Creating a User Account Management Plan
Updated: March 28, 2003
Applies To: Windows Server 2003, Windows Server 2003 R2, Windows Server 2003 with SP1, Windows Server 2003 with SP2
When you deploy Windows Server 2003 and establish the appropriate user accounts in Active Directory, you need to create a plan for user account management. Creating a user account management plan involves determining which individuals in your organization have the right to create new user accounts, and establishing a plan for the disabling of and resetting of user accounts.
Assign the User Account Creation Right
Assigning the right to create new user accounts involves carefully balancing strong security and timely response to requests to create new accounts.
Because misuse of the user account creation right presents a security risk to your organization, assign this right to trusted administrators only. For many organizations, it is sufficient to limit the ability to create new user accounts to the members of the Domain Administrators group. In large organizations or in situations where administrators need to delegate tasks, you might need to assign the right to create new user accounts to another group, such as the IT staff or the Human Resources group.
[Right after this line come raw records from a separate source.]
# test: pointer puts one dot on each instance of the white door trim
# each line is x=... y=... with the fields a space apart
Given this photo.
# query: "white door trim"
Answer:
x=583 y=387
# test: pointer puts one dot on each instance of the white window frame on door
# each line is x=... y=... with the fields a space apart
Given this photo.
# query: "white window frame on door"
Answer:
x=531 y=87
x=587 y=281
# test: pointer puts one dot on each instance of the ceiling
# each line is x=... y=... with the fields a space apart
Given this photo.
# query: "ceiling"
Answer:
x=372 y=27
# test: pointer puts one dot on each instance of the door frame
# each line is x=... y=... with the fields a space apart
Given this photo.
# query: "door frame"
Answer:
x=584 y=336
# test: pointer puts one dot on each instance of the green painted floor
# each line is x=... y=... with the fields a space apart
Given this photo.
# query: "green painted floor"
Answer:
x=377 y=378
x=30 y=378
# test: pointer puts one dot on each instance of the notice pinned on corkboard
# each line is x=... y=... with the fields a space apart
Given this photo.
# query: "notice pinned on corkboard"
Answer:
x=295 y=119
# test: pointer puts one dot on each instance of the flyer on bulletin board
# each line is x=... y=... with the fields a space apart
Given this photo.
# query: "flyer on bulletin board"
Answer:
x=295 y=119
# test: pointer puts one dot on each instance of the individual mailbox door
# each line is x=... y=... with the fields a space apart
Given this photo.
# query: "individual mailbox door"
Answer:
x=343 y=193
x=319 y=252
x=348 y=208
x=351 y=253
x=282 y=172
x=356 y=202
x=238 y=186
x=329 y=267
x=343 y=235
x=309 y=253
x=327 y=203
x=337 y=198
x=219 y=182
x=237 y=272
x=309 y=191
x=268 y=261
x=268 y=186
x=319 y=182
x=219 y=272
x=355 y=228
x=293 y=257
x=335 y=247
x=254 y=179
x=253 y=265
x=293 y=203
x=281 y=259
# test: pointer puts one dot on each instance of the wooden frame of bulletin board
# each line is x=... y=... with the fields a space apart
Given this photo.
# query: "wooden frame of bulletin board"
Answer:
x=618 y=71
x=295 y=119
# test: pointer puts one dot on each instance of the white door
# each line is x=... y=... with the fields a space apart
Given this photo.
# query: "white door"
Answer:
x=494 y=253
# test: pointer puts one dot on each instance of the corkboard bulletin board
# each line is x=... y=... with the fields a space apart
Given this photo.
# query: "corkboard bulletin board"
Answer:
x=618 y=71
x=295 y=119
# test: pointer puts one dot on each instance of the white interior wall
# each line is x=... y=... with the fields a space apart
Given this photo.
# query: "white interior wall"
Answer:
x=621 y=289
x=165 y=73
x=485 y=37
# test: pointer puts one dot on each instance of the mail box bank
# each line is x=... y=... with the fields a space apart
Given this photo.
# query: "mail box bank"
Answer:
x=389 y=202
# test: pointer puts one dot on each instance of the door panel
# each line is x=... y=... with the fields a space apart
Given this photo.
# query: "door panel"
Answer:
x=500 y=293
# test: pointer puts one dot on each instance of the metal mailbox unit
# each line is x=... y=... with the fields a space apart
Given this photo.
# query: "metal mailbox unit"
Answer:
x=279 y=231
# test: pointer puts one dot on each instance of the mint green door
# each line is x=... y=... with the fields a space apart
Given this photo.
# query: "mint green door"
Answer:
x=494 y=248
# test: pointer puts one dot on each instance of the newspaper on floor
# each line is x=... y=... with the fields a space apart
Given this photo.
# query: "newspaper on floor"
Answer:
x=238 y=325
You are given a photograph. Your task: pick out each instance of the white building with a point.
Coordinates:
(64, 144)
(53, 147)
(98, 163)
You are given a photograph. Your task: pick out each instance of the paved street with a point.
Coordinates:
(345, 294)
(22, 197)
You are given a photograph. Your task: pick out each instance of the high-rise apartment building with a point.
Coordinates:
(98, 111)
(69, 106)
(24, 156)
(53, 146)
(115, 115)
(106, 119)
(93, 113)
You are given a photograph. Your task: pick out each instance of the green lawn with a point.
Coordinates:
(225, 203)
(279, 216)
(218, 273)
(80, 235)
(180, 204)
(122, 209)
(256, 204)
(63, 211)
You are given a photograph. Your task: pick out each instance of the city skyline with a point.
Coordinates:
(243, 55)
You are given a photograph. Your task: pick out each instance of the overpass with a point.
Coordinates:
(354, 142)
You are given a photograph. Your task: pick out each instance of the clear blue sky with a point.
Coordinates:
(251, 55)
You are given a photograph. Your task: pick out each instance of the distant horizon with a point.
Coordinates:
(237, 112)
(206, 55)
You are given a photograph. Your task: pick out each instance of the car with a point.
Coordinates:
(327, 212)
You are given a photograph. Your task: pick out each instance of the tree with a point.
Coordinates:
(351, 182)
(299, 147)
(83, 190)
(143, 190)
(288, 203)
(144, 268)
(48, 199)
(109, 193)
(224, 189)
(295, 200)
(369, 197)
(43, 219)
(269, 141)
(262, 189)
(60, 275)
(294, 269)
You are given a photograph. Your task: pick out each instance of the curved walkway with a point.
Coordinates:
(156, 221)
Whoever you designate to create user accounts, a general guideline is to assign one individual the right to create new user accounts for every 100 employees. However, you might need to adjust this number based on the expected growth of your organization. For example, if your organization regularly adds new divisions, acquires companies, or expands into other markets, you need to plan for the creation of new user accounts by assigning the right to create new user accounts to the appropriate number of individuals to meet the requirements for your anticipated growth.
Establish a Plan for the Disabling of User Accounts
Because unused but active user accounts are a common target for security attacks, you must establish a clear, consistent policy for disabling user accounts.
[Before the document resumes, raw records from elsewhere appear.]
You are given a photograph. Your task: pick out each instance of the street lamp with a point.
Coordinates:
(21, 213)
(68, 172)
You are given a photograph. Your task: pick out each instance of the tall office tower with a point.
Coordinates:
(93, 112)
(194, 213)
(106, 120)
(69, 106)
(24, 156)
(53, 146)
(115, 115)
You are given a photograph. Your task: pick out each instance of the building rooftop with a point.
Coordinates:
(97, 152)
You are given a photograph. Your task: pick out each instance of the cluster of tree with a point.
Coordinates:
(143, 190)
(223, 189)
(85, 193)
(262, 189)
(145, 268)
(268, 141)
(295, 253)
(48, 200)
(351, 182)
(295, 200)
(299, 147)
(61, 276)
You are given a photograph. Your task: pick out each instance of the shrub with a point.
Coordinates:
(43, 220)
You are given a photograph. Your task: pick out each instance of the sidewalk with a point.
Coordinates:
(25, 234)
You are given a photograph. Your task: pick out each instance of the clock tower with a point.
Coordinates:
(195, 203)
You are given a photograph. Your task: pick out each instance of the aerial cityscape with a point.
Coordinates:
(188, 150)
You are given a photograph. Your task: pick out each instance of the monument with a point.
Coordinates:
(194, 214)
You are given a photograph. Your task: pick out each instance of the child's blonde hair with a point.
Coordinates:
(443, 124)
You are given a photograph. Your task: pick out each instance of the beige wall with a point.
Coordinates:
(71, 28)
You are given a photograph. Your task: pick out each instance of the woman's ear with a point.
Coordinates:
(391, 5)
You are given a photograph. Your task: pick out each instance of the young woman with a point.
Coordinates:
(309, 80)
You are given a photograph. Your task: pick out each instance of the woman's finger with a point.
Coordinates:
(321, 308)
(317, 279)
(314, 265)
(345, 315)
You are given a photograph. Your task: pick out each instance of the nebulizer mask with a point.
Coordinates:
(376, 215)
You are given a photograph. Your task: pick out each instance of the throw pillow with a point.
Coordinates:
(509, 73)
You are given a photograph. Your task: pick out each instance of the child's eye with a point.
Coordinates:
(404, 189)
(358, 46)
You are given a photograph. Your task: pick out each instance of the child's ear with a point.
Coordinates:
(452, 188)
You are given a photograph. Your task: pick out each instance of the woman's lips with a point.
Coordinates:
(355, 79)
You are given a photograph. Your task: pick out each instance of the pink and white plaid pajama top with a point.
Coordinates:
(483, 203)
You can choose one of the following solutions for disabling active unused user accounts in your organization:
Include disabling user accounts as part of the employee departure procedure. Establish a policy by which user accounts are deleted from Active Directory when employees leave your organization.
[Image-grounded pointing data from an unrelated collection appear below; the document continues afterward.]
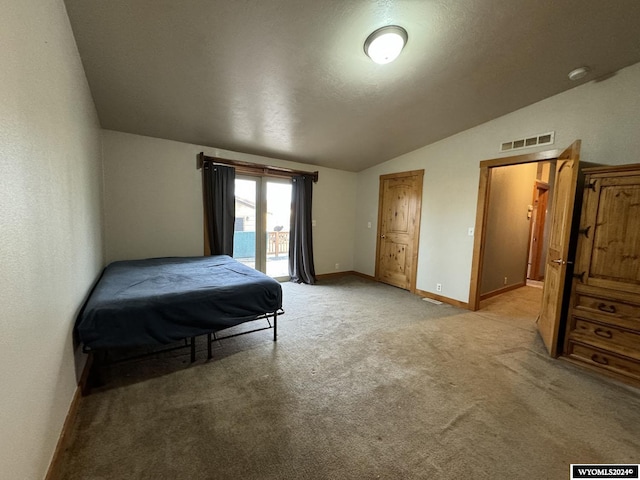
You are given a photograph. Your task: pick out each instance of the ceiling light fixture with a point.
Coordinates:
(385, 44)
(578, 73)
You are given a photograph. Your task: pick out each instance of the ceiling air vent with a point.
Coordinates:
(534, 141)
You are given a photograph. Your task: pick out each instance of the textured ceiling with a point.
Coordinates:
(289, 78)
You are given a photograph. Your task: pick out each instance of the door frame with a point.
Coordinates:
(484, 188)
(260, 260)
(416, 235)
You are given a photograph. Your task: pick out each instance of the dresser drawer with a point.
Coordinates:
(605, 360)
(607, 337)
(607, 306)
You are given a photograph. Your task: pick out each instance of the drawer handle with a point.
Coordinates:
(603, 307)
(603, 333)
(598, 359)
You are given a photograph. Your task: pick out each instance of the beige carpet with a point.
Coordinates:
(366, 381)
Create scripts that search for user accounts that have not been logged on to for a period of time or have not had their password changed, and delete the accounts that the script identifies. For example, you might decide to create a script that identifies accounts that have not been logged on to for six weeks, or that have not had their passwords changed for twice the password lifetime prescribed by domain Group Policy, and delete those accounts.
Establish a Plan for Resetting User Accounts
When a user forgets his or her password, the account must be reset before it can be used. An effective way to enable the resetting of user accounts in your organization is to grant help desk staff the right to reset passwords. Delegate the right to reset passwords to help desk staff so that members of the Domain Administrators group are not required to reset user account passwords.